Sociology Index

FISCAL CRISIS

Fiscal crisis refers to a long-term situation where government expenditures exceed government revenues. The fiscal crisis of the state is thought to drive much contemporary government policy on social programs. Within modern Marxist theory (neo-Marxism), the term fiscal crisis has been used more specifically to refer to a situation where governments have increased their role in society in serving the needs of private capital, but have not been able to adequately tax private capital to support the expenditures. For example, technical employment training has now largely become a preserve of the state, leaving the state with additional expenditures, but without corresponding revenues. According to neo-Marxism, this tendency is linked to the development of economic concentration and monopoly and inbuilt in the capitalist economic system.

Fiscal crisis and fiscal reform in developing countries - J Toye.

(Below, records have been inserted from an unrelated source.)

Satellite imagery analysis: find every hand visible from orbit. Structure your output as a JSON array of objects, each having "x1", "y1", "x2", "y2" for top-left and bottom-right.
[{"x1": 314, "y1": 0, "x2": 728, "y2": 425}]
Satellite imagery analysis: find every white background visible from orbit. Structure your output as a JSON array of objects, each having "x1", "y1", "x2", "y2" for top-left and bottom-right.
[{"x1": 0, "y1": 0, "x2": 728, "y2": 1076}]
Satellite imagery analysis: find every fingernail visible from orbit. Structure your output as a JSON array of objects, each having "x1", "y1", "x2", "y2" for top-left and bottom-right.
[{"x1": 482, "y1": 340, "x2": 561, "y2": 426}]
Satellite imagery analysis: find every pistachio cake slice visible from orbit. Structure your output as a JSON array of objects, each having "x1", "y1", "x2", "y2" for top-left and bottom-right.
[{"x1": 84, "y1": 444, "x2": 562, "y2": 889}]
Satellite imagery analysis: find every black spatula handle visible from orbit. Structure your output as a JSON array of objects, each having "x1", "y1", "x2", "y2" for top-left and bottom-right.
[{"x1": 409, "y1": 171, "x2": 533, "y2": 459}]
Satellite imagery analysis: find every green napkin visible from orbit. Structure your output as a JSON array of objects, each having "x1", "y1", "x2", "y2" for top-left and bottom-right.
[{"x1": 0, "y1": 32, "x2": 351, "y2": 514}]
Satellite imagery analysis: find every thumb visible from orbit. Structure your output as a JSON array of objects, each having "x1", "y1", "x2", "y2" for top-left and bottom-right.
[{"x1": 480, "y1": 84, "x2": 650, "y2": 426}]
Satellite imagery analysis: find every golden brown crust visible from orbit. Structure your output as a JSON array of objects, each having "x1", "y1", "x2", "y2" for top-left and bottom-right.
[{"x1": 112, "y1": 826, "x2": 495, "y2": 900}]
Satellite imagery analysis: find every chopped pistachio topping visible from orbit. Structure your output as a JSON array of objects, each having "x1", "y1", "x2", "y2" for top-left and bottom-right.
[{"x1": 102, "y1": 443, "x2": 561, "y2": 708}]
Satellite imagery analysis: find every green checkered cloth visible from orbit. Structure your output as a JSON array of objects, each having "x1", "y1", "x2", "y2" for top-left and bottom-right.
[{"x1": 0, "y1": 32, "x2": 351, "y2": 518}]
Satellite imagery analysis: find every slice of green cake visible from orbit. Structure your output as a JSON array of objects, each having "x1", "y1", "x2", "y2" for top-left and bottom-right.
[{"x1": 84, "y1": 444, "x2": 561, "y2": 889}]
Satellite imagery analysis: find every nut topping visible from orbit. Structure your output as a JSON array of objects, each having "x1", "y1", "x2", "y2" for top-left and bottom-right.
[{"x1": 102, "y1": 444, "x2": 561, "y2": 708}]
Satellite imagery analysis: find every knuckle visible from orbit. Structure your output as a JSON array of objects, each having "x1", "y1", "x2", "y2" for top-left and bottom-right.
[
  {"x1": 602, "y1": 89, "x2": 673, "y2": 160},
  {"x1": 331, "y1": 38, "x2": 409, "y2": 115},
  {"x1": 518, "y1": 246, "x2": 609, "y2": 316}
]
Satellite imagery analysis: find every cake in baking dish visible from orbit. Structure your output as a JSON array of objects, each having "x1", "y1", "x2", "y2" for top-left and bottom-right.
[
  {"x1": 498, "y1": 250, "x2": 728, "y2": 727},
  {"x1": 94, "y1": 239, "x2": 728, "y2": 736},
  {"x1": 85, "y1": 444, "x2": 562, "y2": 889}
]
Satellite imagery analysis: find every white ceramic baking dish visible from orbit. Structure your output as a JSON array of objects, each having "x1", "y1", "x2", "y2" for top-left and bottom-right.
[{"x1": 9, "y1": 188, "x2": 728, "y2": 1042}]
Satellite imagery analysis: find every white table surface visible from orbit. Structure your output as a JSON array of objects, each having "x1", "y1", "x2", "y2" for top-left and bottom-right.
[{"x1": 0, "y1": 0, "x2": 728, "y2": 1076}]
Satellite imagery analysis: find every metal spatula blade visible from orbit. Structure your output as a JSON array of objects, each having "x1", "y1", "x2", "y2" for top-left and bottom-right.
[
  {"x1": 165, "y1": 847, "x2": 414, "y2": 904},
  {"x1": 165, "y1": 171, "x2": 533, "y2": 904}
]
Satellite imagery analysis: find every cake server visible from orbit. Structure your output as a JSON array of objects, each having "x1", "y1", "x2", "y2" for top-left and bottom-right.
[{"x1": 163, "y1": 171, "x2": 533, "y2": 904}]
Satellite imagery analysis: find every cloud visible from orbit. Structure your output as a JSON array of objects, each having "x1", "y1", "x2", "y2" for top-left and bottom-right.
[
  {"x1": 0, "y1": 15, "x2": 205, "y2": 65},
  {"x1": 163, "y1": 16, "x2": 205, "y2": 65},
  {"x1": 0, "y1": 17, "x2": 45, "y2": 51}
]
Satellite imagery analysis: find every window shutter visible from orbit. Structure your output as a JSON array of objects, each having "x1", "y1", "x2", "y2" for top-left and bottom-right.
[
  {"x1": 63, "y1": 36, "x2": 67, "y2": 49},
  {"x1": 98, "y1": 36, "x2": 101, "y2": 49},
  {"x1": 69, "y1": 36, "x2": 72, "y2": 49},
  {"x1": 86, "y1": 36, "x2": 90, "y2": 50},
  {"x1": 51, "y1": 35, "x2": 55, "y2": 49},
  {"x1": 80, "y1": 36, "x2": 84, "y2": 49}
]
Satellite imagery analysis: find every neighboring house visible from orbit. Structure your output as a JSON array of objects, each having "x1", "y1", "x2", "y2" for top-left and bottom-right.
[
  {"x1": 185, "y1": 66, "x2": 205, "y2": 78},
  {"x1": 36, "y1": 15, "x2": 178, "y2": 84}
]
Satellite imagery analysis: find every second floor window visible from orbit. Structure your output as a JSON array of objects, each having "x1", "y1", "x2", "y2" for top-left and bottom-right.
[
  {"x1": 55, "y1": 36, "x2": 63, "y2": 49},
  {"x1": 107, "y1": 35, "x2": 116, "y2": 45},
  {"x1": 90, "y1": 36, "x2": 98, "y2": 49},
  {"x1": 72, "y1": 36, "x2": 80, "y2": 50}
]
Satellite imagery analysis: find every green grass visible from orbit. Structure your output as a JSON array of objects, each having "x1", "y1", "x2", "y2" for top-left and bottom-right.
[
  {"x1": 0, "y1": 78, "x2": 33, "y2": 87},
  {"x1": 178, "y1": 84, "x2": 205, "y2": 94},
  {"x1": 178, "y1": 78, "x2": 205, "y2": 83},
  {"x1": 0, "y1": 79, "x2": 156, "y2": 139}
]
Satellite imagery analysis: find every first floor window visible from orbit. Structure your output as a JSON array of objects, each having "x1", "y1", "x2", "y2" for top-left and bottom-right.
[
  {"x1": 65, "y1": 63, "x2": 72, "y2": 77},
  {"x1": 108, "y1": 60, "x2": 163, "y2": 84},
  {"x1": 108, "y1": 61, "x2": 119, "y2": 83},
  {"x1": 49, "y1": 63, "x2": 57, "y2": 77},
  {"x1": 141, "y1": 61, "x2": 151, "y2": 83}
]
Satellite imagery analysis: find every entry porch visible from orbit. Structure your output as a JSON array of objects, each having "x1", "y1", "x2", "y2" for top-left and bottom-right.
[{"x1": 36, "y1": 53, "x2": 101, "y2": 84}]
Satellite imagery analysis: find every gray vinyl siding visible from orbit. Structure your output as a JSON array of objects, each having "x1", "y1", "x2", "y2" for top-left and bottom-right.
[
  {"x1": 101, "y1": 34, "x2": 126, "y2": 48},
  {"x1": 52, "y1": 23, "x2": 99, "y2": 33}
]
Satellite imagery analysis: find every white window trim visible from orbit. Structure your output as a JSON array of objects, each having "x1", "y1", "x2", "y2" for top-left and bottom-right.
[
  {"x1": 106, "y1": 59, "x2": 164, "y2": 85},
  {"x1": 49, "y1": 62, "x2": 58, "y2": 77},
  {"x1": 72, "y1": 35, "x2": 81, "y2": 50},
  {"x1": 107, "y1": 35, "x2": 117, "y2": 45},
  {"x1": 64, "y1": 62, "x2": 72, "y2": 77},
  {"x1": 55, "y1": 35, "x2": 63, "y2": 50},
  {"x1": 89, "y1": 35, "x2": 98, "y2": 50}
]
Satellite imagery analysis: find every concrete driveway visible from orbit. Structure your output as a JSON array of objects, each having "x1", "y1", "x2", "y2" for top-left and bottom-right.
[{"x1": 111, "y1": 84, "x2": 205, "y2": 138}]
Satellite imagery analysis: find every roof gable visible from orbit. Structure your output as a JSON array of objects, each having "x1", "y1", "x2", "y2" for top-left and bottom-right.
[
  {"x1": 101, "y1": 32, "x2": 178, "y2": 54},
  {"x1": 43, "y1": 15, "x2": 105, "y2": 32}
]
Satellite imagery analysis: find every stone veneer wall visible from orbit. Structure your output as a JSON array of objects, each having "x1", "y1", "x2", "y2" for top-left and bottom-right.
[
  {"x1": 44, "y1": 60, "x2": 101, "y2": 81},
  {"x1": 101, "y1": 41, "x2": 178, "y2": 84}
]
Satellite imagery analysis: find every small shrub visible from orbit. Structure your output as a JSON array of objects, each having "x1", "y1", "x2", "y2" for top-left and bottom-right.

Abstract: In recent years, policy-makers in developing countries have responded to crisis of macroeconomic instability with two sets of measures: conventional stabilisation policies and policies of economic liberalisation.

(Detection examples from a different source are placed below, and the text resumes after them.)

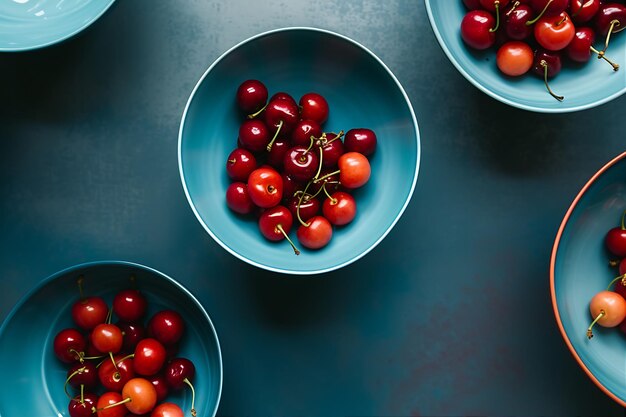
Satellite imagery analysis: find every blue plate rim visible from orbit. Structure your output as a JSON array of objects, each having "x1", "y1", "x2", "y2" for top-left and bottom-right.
[
  {"x1": 550, "y1": 152, "x2": 626, "y2": 407},
  {"x1": 0, "y1": 260, "x2": 224, "y2": 417},
  {"x1": 178, "y1": 26, "x2": 422, "y2": 275},
  {"x1": 0, "y1": 0, "x2": 115, "y2": 52},
  {"x1": 425, "y1": 0, "x2": 626, "y2": 113}
]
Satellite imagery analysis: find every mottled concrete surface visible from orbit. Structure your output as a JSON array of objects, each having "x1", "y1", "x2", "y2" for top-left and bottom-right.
[{"x1": 0, "y1": 0, "x2": 626, "y2": 417}]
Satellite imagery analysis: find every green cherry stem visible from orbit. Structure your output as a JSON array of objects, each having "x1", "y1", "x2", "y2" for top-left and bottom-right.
[
  {"x1": 266, "y1": 120, "x2": 283, "y2": 152},
  {"x1": 587, "y1": 310, "x2": 606, "y2": 339}
]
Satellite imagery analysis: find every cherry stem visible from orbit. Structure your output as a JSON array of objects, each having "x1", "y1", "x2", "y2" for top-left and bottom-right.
[
  {"x1": 589, "y1": 46, "x2": 619, "y2": 71},
  {"x1": 248, "y1": 102, "x2": 269, "y2": 119},
  {"x1": 276, "y1": 224, "x2": 300, "y2": 254},
  {"x1": 506, "y1": 1, "x2": 520, "y2": 16},
  {"x1": 587, "y1": 310, "x2": 606, "y2": 339},
  {"x1": 266, "y1": 120, "x2": 283, "y2": 152},
  {"x1": 313, "y1": 170, "x2": 341, "y2": 183},
  {"x1": 183, "y1": 376, "x2": 196, "y2": 417},
  {"x1": 489, "y1": 0, "x2": 500, "y2": 33},
  {"x1": 539, "y1": 59, "x2": 564, "y2": 101},
  {"x1": 526, "y1": 0, "x2": 558, "y2": 26},
  {"x1": 606, "y1": 274, "x2": 626, "y2": 291},
  {"x1": 63, "y1": 366, "x2": 85, "y2": 400}
]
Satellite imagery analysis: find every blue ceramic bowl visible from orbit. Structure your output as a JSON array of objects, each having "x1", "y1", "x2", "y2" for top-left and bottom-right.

The fiscal implications of this double agenda are set out, following three lines of enquiry:

First, how can policies be kept consistent, when some liberalisation measures have large adverse fiscal consequences?

Second, can a fiscal deficit be reduced without damaging the provision of public services vital for growth and poverty alleviation?

Finally, since lack of tax revenue is usually the binding constraint on government intervention, how can this most easily be relaxed?

Globalization, Tax Competition and the Fiscal Crisis of the Welfare State 
REUVEN S. AVI-YONAH. 
Abstract: The current age of globalization can be distinguished from the previous one (from 1870 to 1914) by the much higher mobility of capital than labor (in the previous age, before immigration restrictions, labor was at least as mobile as capital). This increased mobility is the result of technological changes and the relaxation of exchange controls.

The Fiscal Crisis of the State Reconsidered: Two Views of the State and the Accumulation of Capital in the Postwar Economy - John A. Miller, Department of Economics, Wheaton College, Norton.
This paper argues that the theoretical categories in The Fiscal Crisis of the State (1973) by James O'Connor produce empirical results that fail to explain the financial crisis of the state in the 1960s and 1970s.

The argument has three steps:

(1) a theoretical examination of the connection between O'Connor's analysis of state expenditures and revenues and the accumulation of capital;

(2) an empirical estimation of O'Connor's expenditure and revenue categories for the United States from 1952 to 1980; and,

(3) the presentation of an alternative theoretical understanding of the relationship between the state and the accumulation process that produces more plausible empirical results than O'Connor's.

Fiscal Crisis Resolution: Taxation Versus Inflation - Michael Kumhof 
Abstract: The paper presents a model of fiscal and monetary policy that evaluates the tradeoff between higher distortionary labor taxation and higher inflation in the resolution of fiscal crisis. In the model government debt is domestically held and nominal. Data are presented to show that such debt is now at least as important as external government debt in many key emerging markets, and that it is a very important item on the balance sheets of domestic financial intermediaries, despite the disappearance of financial repression.